You can’t review an ex-boyfriend’s novel: the ethics of serious criticism get in the way—clear conflict of interest, etc. But is this a rich, overlooked area in literary discourse?

I now wonder after reading Katie Crouch’s take on the novel her boyfriend was writing while they lived together (she fully discloses her connection, don’t worry). As you’d expect, she gives it a very close read. I mean, wouldn’t a scene in which a character “sniffs coke off of his pregnant girlfriend’s belly” sear indelibly into your memory too, if your then-boyfriend gave a reading of it to an audience that included both of your parents? The novel, by the way, is Occupational Hazards by Jonathan Segura.

A number of commenters on The Rumpus suggested an ongoing series by reviewers with egregious conflicts of interest. Excellent idea!

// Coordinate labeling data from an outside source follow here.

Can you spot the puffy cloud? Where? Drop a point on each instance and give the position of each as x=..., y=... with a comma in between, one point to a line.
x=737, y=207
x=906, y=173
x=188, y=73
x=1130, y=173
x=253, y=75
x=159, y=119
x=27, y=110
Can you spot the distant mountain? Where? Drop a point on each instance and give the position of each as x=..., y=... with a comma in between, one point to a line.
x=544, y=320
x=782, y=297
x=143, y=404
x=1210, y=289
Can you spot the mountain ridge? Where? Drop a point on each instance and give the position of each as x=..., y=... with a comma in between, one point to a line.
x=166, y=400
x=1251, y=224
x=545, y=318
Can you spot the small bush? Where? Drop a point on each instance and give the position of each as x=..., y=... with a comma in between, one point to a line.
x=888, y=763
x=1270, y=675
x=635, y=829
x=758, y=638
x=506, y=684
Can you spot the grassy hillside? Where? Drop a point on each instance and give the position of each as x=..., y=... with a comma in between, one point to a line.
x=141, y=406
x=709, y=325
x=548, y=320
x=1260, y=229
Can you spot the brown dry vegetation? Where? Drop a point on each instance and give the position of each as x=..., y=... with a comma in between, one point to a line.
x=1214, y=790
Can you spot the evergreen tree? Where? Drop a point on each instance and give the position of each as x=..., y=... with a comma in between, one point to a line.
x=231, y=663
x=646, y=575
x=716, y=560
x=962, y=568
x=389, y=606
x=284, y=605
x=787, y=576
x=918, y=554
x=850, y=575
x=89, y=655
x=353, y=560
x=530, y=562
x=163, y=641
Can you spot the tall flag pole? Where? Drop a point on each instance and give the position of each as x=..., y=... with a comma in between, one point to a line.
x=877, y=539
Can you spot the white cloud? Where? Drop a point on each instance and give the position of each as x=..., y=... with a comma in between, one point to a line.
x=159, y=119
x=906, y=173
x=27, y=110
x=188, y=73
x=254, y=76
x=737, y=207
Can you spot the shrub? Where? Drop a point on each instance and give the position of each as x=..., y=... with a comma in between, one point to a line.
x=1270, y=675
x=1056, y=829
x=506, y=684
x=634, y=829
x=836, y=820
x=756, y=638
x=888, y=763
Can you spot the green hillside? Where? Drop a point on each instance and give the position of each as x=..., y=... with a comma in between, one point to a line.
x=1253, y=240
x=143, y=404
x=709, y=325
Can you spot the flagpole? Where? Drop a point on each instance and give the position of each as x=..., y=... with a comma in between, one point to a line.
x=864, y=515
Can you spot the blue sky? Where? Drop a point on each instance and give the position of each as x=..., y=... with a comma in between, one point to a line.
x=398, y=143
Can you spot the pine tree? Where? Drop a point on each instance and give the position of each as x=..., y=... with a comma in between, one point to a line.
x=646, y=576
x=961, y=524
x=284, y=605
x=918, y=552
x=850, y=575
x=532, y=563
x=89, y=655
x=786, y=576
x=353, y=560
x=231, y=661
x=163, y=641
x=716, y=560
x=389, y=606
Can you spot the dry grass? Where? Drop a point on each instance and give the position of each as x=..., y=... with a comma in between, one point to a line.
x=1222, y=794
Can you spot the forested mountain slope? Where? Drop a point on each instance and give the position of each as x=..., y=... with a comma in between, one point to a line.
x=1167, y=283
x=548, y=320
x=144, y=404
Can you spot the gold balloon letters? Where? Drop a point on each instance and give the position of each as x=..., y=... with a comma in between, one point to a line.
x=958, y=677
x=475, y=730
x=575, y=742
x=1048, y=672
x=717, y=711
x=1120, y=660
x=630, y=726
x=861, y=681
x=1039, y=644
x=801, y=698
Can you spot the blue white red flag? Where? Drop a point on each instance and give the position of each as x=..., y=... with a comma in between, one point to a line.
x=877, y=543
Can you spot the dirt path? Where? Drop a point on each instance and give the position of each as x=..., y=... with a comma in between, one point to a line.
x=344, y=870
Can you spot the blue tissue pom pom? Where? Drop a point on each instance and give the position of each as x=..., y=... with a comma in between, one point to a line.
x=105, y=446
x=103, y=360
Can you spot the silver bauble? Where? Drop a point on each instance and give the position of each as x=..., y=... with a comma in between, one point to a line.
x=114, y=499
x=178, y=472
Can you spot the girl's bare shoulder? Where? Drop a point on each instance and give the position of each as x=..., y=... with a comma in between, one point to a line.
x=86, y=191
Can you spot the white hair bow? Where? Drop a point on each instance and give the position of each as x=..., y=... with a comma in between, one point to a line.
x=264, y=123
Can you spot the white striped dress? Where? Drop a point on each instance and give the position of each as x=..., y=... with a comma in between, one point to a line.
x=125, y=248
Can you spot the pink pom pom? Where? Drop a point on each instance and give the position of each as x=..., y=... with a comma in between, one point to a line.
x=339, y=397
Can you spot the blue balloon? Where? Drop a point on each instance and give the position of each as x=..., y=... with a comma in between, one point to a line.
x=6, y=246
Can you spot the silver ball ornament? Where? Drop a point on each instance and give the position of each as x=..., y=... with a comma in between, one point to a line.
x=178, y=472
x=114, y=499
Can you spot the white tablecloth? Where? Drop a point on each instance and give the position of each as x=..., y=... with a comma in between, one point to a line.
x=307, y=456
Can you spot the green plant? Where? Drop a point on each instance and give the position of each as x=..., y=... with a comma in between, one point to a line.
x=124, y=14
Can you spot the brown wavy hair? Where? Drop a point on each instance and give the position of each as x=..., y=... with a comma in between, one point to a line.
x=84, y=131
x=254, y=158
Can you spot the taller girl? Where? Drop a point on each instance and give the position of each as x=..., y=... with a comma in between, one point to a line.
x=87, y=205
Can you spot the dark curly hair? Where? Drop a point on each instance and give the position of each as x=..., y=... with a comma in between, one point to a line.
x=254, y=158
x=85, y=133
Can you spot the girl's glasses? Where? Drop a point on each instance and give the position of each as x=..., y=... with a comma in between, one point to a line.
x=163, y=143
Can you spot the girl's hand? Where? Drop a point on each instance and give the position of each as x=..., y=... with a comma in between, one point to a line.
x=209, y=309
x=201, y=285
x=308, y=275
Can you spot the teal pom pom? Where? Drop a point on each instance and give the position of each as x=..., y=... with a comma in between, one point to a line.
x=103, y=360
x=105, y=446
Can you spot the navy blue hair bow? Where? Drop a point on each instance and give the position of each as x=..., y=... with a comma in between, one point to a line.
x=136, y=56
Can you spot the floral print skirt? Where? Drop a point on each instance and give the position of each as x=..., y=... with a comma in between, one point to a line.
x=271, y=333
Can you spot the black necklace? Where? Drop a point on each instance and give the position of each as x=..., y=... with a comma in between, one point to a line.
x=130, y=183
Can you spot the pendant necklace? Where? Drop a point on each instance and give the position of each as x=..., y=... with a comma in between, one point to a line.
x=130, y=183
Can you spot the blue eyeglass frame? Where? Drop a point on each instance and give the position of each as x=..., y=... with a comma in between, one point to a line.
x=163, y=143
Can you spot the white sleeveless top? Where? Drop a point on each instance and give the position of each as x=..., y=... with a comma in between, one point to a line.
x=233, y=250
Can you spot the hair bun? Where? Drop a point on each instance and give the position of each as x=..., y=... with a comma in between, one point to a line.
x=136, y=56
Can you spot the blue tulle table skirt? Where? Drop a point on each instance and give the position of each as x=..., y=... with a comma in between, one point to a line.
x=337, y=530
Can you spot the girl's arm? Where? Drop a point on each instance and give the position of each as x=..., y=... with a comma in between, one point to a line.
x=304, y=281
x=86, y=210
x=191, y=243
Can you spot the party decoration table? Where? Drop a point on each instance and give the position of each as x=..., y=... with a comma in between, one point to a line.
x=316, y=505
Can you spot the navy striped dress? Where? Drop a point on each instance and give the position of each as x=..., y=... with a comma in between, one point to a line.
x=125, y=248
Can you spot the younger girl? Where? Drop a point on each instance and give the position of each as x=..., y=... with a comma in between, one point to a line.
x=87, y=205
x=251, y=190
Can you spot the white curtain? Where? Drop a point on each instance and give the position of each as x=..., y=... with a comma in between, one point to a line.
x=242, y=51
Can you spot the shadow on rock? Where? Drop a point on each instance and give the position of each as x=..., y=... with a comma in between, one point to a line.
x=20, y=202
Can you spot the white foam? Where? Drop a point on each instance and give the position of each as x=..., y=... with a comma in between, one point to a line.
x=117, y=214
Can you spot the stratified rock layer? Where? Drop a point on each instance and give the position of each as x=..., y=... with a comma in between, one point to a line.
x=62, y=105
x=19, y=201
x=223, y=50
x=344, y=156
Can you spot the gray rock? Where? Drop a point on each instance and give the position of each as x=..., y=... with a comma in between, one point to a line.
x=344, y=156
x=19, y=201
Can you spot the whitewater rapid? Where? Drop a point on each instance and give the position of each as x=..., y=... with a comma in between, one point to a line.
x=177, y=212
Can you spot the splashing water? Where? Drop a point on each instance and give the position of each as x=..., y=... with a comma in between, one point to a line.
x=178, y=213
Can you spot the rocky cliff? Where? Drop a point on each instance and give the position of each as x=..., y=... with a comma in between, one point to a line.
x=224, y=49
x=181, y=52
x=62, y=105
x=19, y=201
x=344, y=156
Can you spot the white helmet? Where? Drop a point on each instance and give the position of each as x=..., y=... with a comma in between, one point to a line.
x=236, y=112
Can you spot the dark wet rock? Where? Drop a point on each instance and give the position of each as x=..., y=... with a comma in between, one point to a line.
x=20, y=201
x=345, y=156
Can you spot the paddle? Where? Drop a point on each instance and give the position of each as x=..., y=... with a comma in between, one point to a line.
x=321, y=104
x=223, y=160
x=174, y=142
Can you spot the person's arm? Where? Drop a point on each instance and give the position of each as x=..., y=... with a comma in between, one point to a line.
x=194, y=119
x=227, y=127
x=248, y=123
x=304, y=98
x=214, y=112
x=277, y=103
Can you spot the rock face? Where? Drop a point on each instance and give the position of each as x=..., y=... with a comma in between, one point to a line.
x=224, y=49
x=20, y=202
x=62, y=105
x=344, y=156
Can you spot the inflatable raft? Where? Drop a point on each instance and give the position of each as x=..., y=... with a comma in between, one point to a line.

On a personal note, I loved this part that Crouch chose to pull out in her review:[Ex-boyfriend on] Relationships: “Easier…than picking up trampy young things at the bar. Which would require feigned interest in someone’s life.”

I’m not that trampy—or that young, I guess—but I met the author once at a cocktail party, and he asked if he could get me a drink—it was open bar; he was being polite—and then misread my hesitation, and felt compelled to spell it out for me: “Just to clarify, my interest in you is not carnal. I’m married.” Well, okay, I got it.